Economic analysis guides decision
Profitability of nitrogen application comes down to the economics of the day. The cost of urea and price of forage varies year to year. Wall crunched the numbers and found commodity prices had a big impact on which rate to apply. Combining the returns from both seasons, the 50 kg/ha rate scored the highest with a return of $637.74/ha ($290/ac.), the 150 kg/ha application return was $626.73 ($285/ac.), while the control treatment returned $525.47/ha ($239/ac.).
Average revenue in $ per hectare. Net revenue expressed as the revenue minus the cost of the nitrogen fertilizer. 2014 feed price price = $110/tonne, 2015 feed price = $154/tonne.
“A producer could look at the cost of urea and price of forage and decide on the rate he might want to apply. If urea was low, he might want to consider applying the 150 kg rate. But that is maybe a bit more risky. We’ll see after the third year but a strategy might be more like 50 kg every second year or so,” Wall says.
The research will also conduct a feed analysis, and will assess the soil samples for nitrogen use efficiency. Wall admits that broadcast urea isn’t the best management practice as some nitrogen can be lost to volatilization. He says the urea application was timed with weather forecasts and was applied in anticipation of a significant rainfall that fell the next day.
“We would like to see how a slow-release urea might work and hopefully that can be looked at down the line,” Wall says.
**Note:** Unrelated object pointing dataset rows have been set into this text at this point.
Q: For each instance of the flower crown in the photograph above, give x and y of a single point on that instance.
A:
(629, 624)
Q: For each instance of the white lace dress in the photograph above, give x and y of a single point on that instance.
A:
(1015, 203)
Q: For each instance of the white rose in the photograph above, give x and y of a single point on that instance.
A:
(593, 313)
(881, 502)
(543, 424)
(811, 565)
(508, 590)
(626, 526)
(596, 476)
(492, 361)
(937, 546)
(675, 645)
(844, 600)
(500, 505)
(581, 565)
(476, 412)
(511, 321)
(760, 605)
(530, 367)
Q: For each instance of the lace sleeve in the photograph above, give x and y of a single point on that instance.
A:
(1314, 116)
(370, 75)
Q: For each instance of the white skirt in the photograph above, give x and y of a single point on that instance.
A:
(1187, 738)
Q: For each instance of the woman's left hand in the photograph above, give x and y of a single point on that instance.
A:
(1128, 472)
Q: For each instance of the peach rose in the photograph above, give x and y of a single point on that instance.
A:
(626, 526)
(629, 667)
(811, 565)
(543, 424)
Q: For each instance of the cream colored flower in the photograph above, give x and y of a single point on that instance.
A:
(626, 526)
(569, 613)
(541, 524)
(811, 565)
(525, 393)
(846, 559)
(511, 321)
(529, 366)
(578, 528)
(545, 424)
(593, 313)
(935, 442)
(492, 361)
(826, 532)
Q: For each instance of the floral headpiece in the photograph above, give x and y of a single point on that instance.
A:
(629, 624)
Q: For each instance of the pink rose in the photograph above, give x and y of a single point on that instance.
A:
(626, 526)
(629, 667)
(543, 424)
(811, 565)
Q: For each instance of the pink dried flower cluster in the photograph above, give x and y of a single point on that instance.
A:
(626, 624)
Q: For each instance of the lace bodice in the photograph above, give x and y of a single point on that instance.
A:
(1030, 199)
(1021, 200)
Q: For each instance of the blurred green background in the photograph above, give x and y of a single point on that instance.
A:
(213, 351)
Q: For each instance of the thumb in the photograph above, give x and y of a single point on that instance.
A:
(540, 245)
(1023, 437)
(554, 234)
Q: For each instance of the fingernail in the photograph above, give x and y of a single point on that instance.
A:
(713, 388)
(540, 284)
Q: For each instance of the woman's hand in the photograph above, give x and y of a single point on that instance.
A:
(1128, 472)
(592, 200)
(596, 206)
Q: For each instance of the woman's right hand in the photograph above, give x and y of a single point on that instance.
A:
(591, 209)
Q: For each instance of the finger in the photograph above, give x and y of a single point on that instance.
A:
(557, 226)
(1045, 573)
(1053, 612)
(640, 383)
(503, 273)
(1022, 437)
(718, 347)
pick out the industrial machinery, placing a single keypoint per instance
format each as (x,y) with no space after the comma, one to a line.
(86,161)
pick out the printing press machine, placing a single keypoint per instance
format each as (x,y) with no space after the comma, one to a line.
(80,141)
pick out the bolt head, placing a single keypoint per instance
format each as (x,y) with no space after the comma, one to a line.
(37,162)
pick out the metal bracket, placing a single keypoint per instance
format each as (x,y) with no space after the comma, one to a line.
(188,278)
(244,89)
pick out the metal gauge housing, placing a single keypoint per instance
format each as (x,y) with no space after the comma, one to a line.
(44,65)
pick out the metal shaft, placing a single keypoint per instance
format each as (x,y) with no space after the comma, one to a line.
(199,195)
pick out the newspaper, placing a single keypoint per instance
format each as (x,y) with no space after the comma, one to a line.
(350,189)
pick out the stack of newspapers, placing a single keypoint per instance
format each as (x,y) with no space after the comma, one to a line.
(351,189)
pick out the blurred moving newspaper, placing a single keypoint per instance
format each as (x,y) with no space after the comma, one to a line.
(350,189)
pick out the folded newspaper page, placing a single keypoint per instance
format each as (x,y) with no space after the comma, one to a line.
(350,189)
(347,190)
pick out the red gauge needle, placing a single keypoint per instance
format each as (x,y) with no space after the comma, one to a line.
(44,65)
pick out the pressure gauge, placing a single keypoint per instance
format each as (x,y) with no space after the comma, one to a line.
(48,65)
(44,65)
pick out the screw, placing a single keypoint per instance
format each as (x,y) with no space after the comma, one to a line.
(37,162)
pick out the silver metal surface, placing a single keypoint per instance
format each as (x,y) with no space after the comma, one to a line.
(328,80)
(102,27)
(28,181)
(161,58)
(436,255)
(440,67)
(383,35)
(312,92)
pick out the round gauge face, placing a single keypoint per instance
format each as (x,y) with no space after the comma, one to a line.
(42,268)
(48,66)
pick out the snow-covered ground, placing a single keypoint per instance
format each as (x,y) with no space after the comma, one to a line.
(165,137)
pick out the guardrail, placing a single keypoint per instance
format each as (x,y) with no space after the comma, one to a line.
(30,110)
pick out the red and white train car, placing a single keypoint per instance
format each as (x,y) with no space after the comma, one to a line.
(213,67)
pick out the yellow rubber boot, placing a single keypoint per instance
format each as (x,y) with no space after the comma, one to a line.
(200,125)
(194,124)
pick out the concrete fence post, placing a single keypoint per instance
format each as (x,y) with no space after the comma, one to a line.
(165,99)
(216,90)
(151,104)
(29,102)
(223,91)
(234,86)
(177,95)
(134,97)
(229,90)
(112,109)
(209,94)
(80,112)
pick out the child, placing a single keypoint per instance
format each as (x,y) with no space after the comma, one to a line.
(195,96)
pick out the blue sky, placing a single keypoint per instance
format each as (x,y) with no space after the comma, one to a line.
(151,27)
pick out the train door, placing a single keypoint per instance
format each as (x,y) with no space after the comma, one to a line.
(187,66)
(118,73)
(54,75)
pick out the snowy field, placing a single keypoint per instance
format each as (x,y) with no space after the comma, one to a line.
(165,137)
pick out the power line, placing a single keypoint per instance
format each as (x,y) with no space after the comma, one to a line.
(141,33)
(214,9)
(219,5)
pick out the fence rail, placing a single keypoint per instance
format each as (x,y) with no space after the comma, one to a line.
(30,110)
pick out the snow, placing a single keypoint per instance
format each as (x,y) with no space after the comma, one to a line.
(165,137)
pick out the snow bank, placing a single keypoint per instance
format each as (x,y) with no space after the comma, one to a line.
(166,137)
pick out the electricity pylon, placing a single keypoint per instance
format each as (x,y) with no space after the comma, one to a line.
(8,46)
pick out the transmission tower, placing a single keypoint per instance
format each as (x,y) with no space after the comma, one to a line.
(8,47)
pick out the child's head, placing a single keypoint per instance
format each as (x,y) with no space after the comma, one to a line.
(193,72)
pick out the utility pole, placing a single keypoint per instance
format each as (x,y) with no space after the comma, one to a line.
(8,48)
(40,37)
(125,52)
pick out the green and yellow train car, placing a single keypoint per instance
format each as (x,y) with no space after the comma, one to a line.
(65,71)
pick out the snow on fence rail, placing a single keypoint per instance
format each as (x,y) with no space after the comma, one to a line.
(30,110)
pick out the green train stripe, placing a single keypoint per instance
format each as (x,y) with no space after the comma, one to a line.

He explains that from these preliminary results, it appears yields can be increased with the addition of nitrogen fertilizer, even on a severely saline site. Whether it is economical to pursue would depend on the price of the fertilizer and the price of the forage produced. If fertilizer prices are high and forage prices are low, it may not be economical to fertilize. On fields where the salinity is high, money for fertilizer may be better spent on a less saline site with the possibility of higher returns. However Wall says it appears the addition of the fertilizer seems to allow the forage to better compete with foxtail barley, which seems ever present on these saline soils.